Nadie quiere más que un maltratador. Es el suyo un amor tan profundo y tan fuerte, tan inmenso y de tal contundencia, que de un abrazo puede dejarte sin respiración para toda la vida. C.M.

martes, julio 28, 2015

MUJERES MALTRATADAS QUE NO DENUNCIAN A SU AGRESOR


Frecuentemente, se le increpa a la mujer maltratada -por parte de las instituciones y de la sociedad en general- el hecho de no denunciar a su agresor al objeto de poder poner en marcha los medios suficientes para su protección. Efectivamente, en la actualidad se cuenta con un marco normativo legal y con unos medios, que si bien, han demostrado no ser suficientes, si suponen un amplio despliegue de medios tanto materiales como humanos con los que antes nunca se contó. No obstante lo anterior, y respetando siempre la importancia y la necesidad de denunciar estos hechos delictivos, me gustaría hacer algunas puntualizaciones al respecto:

Considero que incidir tanto en el hecho de que la mujer víctima no denuncia a su agresor es tanto como cargarla con la responsabilidad o la culpa, de sus malos tratos e incluso de su propia muerte. Tal vez sería mucho más práctico y lógico que las instituciones o servicios creados al efecto, se planteen, de una vez, sin hipocresía y sin complejos, qué se hace mal para que no cese esta escalofriante cadena de asesinatos machistas.

La potencial criminalidad de un maltratador no es fácilmente calculable. Su comportamiento es imprevisible, ya que está motivado por la particular interpretación que él tiene de los hechos, más que de las circunstancias reales. Su ira puede ser irrefrenable y de tal contundencia que no es necesario esforzarse para ver sus resultados. Maltrata porque ya hay una predisposición a ello, ya hay una intención. Y mata por la misma razón. No es consecuencia de un impulso incontrolado, ni de “un mal momento” como tantas veces se nos ha hecho creer, sino que es su intención, es su idea, es su filosofía, y es, su meta.

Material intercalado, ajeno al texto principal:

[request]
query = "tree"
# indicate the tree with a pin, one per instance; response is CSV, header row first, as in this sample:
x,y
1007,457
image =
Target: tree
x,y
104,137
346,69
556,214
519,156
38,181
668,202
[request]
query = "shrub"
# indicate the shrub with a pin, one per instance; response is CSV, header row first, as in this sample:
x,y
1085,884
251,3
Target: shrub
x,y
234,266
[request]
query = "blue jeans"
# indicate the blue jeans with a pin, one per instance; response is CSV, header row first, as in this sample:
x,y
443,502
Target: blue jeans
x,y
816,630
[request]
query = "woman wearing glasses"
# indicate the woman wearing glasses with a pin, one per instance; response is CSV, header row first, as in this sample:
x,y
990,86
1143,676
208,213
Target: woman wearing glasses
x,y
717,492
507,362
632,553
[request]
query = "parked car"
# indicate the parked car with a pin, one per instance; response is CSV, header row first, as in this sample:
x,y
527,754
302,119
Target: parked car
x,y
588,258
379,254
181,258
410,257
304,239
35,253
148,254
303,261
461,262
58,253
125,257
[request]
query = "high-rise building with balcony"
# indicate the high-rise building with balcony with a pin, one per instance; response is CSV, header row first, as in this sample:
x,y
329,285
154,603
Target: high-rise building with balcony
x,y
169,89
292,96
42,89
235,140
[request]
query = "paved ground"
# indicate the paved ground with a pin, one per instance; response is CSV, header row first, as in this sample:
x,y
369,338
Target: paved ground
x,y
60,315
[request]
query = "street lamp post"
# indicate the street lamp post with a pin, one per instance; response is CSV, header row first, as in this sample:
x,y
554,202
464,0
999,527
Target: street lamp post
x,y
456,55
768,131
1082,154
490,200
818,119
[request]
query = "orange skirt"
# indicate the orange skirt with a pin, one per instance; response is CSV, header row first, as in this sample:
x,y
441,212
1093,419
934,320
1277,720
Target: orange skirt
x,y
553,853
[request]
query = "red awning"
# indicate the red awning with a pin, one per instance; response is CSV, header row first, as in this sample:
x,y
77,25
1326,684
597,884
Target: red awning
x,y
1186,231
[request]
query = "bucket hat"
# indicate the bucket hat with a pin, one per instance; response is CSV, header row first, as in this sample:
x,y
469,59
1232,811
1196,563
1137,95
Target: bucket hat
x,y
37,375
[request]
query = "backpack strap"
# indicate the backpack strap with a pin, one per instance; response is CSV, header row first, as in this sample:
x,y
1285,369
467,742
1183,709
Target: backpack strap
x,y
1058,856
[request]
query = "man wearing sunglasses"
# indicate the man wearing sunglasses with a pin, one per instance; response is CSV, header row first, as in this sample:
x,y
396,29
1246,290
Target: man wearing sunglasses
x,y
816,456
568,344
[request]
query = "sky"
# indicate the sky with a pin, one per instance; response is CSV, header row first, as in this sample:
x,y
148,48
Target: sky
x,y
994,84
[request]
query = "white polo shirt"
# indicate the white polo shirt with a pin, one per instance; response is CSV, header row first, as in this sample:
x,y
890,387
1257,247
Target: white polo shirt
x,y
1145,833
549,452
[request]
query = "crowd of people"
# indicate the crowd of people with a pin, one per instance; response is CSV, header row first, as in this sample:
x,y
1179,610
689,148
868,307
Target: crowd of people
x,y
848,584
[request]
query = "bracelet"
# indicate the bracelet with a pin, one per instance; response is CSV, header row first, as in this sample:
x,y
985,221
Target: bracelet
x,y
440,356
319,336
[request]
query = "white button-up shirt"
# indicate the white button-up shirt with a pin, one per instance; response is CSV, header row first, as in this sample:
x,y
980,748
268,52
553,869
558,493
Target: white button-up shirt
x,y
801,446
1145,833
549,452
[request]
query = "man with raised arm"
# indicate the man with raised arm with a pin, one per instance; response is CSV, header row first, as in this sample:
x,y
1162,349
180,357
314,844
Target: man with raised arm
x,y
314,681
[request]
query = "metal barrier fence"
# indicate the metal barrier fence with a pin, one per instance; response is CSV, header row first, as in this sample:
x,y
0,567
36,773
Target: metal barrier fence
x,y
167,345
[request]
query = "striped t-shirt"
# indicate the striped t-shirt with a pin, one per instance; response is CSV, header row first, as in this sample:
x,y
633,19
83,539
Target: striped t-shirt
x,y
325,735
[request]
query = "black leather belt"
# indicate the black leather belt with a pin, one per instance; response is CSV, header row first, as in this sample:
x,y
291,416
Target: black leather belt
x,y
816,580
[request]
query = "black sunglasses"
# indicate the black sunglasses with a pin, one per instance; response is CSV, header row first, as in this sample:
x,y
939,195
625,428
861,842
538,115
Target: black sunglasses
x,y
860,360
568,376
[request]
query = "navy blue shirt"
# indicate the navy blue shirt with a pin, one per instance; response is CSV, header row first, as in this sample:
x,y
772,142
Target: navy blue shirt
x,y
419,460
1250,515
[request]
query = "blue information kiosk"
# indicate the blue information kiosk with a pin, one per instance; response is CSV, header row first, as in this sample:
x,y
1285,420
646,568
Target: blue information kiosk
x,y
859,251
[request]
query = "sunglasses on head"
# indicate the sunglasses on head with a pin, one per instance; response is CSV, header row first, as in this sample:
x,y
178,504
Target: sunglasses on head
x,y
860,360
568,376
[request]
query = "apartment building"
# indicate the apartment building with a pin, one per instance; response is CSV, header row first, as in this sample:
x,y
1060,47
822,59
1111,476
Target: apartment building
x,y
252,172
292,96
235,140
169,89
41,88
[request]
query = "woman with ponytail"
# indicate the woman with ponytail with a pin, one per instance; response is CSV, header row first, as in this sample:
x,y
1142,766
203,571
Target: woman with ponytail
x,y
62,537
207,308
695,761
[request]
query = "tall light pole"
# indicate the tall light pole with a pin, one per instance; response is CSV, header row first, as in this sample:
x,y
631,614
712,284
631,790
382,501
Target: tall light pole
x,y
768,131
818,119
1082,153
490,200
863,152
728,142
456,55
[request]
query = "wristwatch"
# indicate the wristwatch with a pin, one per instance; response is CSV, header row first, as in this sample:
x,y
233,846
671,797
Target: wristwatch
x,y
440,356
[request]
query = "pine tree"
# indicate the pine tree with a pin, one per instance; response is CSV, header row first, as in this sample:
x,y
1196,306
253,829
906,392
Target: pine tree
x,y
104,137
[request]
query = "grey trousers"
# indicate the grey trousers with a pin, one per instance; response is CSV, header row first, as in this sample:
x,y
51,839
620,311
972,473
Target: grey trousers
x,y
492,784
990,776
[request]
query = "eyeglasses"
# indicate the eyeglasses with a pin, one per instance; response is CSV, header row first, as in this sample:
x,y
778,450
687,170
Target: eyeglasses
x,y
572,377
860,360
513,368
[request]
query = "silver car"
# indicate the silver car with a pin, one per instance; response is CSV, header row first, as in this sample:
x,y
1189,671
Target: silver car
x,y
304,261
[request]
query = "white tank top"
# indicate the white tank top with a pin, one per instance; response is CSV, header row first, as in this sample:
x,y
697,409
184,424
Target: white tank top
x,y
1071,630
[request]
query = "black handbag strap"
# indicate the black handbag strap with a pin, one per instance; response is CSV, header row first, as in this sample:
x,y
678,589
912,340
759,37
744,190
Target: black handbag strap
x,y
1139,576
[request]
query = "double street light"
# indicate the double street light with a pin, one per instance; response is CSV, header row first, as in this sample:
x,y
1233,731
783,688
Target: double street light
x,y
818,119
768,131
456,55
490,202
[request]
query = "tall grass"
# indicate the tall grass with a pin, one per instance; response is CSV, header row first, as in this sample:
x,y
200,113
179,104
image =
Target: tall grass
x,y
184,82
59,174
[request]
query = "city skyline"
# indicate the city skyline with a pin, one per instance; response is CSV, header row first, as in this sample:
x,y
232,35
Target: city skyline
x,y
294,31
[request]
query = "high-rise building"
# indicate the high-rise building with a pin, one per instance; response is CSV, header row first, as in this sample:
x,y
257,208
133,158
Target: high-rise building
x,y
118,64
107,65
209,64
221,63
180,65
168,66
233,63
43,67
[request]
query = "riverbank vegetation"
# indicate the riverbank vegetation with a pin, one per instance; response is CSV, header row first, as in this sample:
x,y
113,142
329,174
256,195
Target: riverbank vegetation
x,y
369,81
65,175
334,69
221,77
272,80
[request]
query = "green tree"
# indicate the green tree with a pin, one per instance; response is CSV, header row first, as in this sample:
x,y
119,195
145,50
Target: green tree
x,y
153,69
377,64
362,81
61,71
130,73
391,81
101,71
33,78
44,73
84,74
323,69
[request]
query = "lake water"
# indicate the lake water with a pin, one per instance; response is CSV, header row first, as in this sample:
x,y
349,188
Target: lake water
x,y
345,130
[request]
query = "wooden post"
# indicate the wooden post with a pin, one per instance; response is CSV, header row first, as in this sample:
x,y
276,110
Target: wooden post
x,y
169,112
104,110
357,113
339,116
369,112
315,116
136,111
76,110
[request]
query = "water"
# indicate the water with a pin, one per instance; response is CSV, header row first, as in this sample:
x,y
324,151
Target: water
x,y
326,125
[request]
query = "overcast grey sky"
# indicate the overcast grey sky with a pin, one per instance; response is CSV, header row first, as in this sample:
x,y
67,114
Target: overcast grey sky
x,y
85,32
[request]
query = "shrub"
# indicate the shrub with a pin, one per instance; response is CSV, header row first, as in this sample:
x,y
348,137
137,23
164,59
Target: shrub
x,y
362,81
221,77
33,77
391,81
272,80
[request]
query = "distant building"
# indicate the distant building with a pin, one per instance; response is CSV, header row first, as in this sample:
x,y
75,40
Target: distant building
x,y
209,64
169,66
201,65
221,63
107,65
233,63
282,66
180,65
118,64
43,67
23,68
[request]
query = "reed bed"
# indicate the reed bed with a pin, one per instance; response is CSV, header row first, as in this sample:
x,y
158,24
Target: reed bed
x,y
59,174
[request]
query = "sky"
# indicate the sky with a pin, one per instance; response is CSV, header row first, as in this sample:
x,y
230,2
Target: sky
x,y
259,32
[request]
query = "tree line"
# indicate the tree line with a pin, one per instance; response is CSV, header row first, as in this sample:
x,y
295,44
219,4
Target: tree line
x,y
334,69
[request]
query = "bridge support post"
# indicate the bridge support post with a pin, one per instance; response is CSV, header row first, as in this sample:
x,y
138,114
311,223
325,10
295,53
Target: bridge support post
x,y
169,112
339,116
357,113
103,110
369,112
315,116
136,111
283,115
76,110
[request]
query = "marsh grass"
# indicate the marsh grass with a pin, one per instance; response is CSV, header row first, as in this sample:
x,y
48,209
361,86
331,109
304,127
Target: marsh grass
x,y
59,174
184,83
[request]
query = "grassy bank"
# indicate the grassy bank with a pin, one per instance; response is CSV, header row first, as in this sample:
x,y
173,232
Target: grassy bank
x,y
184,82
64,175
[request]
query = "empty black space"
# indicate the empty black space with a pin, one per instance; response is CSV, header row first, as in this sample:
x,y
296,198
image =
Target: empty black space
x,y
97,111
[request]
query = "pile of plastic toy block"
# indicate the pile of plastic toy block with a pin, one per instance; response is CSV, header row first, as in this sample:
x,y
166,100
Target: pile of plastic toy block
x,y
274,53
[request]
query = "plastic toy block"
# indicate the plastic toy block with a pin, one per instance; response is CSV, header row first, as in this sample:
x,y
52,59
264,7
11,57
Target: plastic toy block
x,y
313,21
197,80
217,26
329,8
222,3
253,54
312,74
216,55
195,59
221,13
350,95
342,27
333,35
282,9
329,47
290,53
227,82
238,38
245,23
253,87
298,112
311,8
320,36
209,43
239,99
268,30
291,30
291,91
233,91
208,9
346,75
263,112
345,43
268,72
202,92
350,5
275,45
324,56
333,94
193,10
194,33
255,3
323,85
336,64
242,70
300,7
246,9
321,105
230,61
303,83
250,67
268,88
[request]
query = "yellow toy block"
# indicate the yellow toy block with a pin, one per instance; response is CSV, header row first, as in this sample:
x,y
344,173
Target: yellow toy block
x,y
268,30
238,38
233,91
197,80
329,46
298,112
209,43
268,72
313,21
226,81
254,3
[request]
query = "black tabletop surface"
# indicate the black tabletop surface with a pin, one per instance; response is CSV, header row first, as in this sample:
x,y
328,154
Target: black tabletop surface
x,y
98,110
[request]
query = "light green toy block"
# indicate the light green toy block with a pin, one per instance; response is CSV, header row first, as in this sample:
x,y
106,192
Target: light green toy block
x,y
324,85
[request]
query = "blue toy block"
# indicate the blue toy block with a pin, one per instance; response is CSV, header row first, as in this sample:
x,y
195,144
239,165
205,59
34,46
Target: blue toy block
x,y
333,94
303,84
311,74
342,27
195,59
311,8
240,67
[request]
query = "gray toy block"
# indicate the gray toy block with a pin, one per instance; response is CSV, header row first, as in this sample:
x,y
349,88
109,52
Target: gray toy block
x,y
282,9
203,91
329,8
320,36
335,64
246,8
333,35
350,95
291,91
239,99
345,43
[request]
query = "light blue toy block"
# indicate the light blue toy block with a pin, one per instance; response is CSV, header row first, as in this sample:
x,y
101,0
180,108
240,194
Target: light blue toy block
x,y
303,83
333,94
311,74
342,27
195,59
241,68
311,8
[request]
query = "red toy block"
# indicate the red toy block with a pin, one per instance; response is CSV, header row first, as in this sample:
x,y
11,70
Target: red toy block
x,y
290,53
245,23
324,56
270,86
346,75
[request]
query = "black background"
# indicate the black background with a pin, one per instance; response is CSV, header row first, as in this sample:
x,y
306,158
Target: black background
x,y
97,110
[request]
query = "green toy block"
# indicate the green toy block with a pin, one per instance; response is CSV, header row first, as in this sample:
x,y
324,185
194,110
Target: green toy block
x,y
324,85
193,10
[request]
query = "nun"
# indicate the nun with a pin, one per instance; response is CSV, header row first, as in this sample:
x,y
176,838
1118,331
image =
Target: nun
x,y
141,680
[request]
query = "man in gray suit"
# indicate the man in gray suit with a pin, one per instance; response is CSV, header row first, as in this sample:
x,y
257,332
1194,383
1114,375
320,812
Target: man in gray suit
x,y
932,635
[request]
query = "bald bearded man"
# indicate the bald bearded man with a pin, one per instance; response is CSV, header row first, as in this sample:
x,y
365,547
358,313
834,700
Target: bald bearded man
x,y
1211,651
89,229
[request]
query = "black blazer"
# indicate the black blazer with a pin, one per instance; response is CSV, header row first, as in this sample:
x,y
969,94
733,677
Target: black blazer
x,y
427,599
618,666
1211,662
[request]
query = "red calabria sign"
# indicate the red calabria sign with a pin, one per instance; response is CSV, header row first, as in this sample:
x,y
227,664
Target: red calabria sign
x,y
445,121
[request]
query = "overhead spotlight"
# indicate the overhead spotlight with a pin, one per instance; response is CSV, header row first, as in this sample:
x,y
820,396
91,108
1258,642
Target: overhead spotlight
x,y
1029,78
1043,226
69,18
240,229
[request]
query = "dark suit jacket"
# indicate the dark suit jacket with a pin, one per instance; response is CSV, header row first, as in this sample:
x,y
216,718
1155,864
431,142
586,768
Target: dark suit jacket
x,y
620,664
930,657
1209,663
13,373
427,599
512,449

Pero además, es preciso aclarar -por si alguien a estas alturas todavía no lo sabe- que antes de recibir el primer golpe, la víctima ha padecido un proceso de deterioro mental lento, paulatino, que la paraliza, la anestesia y le impide reaccionar con esa meridiana claridad, con esa ligereza, con esa lógica con que se ve, se valora y se juzga desde fuera y con la mente despejada. Y no denuncian porque el silencio, frecuentemente se convierte en cómplice, en aliado. Es el precio que muchas veces la víctima paga por seguir viviendo. Porque si hubiera denunciado su situación, probablemente hubiera muerto antes. Y precisamente porque teme por su vida, no denunciar resulta ser -a veces- la mejor manera que conoce de continuar viviendo. O al menos es así como ella lo percibe.

Y sigue sin denunciar, porque necesita creer en las promesas de cambio de él. Y necesita aferrarse a la creencia de que no todo está perdido en la relación. Porque piensa que él está enfermo y que su mal tiene arreglo si ella tiene paciencia y puede ayudarle. Porque él le ha prometido que va a cambiar y que “a partir de hoy”, todo va a ser diferente.

Pero además, la víctima está convencida de no poder escapar de la red, densa y tupida, de la tela de araña invisible y de acero que la tiene atrapada. Porque se encuentra perdida y desorientada, no sabe a donde acudir primero... Porque considera que sin él le resultará muy difícil sobrevivir. Y no denuncia porque está convencida de que, vaya a donde vaya, su problema no tiene remedio. Y así se convierte en una mujer anclada en la apatía… Es la pasividad como respuesta única a la situación que vive. Porque está convencida que denunciar no cambiará para nada sus circunstancias. Es más, ni siquiera desea denunciar, porque frecuentemente ignora lo que le está pasando.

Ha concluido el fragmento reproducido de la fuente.